El teléfono de línea había comenzado a sonar. Martina se disculpaba pero por dentro agradecía el llamado como si se tratase de un milagro. Se paró sin vacilar. El loco se recostaba nuevamente en el diván. Llegó a la repisa y descolgó:
— ¿Martina? —le preguntaba una voz viril, muy agitada.
—Ella misma. ¿Quién habla?
—Segundo, te habla Segundo Noruega. No pude asistir a la terapia, te ruego disculpas pero —se había pausado—, falleció mi madre, perdón, falleció mi abuela. Estoy desesperado.
Martina estaba parada, tapaba el micrófono del tubo telefónico con la mano izquierda, observando la quietud de una anciana que pitaba un cigarrillo en el balcón del departamento vecino, la misma anciana que Segundo había visto pedalear desde una bicicleta. En esa misma línea recta pero más abajo, estaba el loco, quietito en el diván. La voz de Segundo sonaba herida, no cabían dudas de que estaba sufriendo.
—Segundo, ¿cómo estás?

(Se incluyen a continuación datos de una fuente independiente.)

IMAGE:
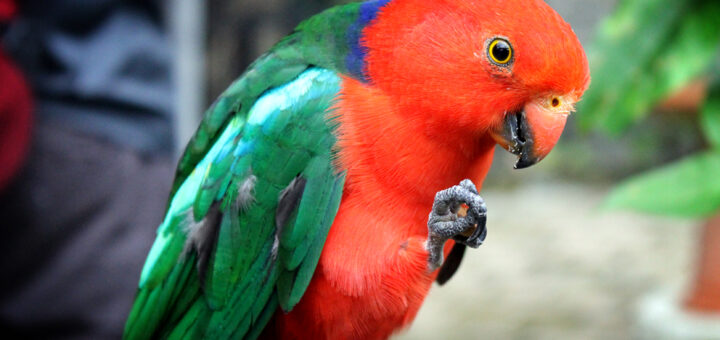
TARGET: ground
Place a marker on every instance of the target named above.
(555, 266)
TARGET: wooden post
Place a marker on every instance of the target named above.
(705, 294)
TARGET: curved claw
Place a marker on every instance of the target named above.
(444, 223)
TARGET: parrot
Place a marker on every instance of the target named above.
(332, 183)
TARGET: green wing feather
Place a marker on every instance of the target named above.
(254, 267)
(318, 41)
(220, 267)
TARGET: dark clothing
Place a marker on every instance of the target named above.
(80, 217)
(99, 66)
(78, 225)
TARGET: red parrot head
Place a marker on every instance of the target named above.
(508, 69)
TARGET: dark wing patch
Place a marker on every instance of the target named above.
(452, 263)
(202, 238)
(288, 202)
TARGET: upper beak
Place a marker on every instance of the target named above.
(530, 133)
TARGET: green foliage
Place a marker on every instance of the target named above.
(710, 118)
(690, 187)
(644, 52)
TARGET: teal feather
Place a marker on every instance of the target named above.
(244, 273)
(266, 128)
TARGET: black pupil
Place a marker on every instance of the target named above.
(501, 51)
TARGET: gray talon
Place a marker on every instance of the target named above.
(445, 224)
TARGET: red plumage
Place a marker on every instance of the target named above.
(420, 126)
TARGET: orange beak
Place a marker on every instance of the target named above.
(532, 132)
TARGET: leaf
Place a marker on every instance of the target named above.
(688, 188)
(644, 52)
(710, 117)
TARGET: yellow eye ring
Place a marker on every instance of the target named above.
(500, 52)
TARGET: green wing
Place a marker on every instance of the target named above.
(321, 40)
(244, 231)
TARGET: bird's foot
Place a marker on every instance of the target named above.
(445, 223)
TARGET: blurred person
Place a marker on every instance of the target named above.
(15, 109)
(81, 214)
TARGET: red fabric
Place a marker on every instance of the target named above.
(7, 9)
(15, 119)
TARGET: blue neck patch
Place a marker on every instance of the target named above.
(355, 60)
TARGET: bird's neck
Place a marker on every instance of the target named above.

Perdón, ¿cómo preguntarte eso? ¿Dónde estás?
Se oían bocinazos y el viento soplaba tanto que interfería en la comunicación.
—Estoy sentado en un banco de plaza Lavalle. Acabo de renunciar en mi trabajo.

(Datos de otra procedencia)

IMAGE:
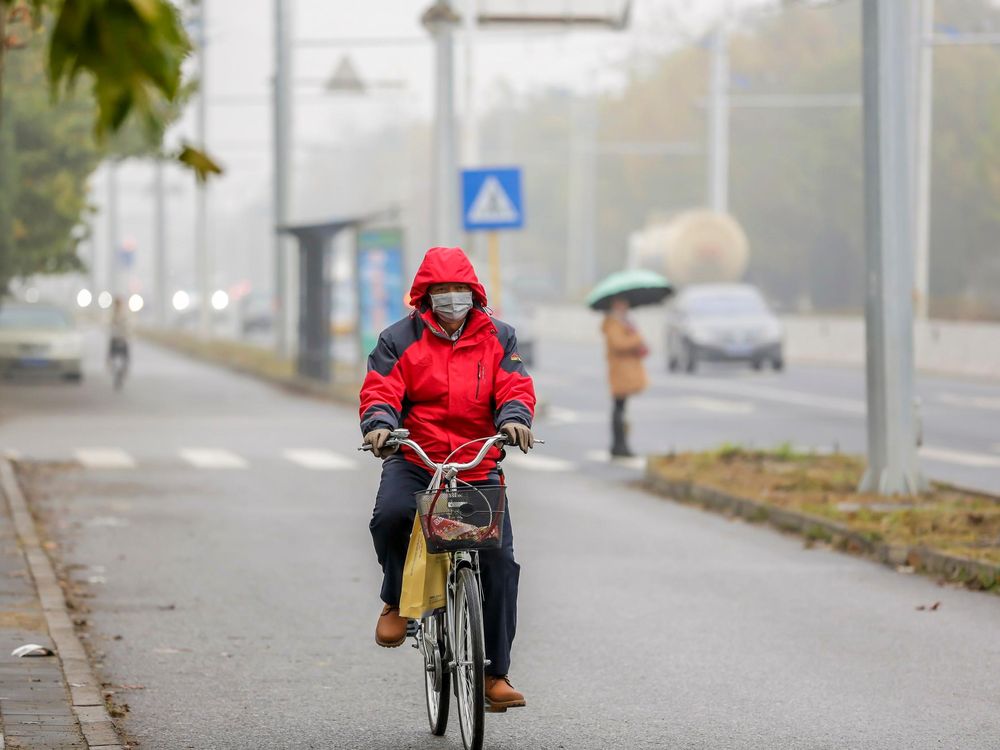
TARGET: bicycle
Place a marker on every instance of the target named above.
(451, 641)
(118, 361)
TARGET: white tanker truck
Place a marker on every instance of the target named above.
(696, 247)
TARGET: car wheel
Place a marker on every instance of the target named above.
(690, 358)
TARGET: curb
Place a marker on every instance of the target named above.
(85, 690)
(340, 392)
(972, 573)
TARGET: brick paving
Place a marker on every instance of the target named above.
(35, 707)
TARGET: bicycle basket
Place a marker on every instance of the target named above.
(463, 518)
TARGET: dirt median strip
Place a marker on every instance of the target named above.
(903, 543)
(84, 688)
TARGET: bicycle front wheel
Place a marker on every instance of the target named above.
(437, 678)
(470, 657)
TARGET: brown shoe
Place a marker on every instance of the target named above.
(501, 695)
(391, 628)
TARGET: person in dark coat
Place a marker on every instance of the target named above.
(449, 373)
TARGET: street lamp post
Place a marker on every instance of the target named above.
(281, 92)
(440, 20)
(888, 131)
(718, 120)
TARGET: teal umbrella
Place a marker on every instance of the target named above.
(636, 285)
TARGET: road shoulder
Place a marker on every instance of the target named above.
(46, 701)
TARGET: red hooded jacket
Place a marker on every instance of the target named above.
(447, 392)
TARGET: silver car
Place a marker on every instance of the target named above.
(722, 322)
(38, 339)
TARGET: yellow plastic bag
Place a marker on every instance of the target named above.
(425, 576)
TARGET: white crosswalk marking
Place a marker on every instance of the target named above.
(212, 458)
(632, 462)
(973, 402)
(963, 458)
(536, 462)
(319, 460)
(104, 458)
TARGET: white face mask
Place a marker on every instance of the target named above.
(452, 306)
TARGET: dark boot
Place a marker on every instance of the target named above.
(619, 446)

— ¿Por qué no venís? La última terapia está llegando a su fin.
Y ahí nomás Segundo comenzó a llorisquear, ya no podía contener tanta amargura contenida:
—Necesito pensar.
—Tranquilo, estate ahí que en unos minutos iré por ti. ¿Dónde está situado ese banco?
— ¿Estás segura?
—Segurísima.
—Frente a la puerta trasera del teatro Colón, debajo de las ramas de un árbol.
—Bueno, nos vemos. Te corto, chau.
Muy desconcertada, colgó sin esperar su despedida. Desde ahí se fue hasta el balcón, pasando primero por el diván y notando que el loco tenía los ojos cerrados, como si durmiera. Apoyó la cadera en la baranda del balcón cual boxeador recurriendo a las cuerdas de un ring, golpeado por su presente, y se atragantó con saliva al ver que el loco retomaba su posición de un salto para escarbarse los orificios de la nariz. Como si eso fuera poco, estaba expulsando gases potencialmente sonoros, o pedos, que es lo mismo. Era la primera vez que Martina se daba por vencida desde que ejercía la profesión.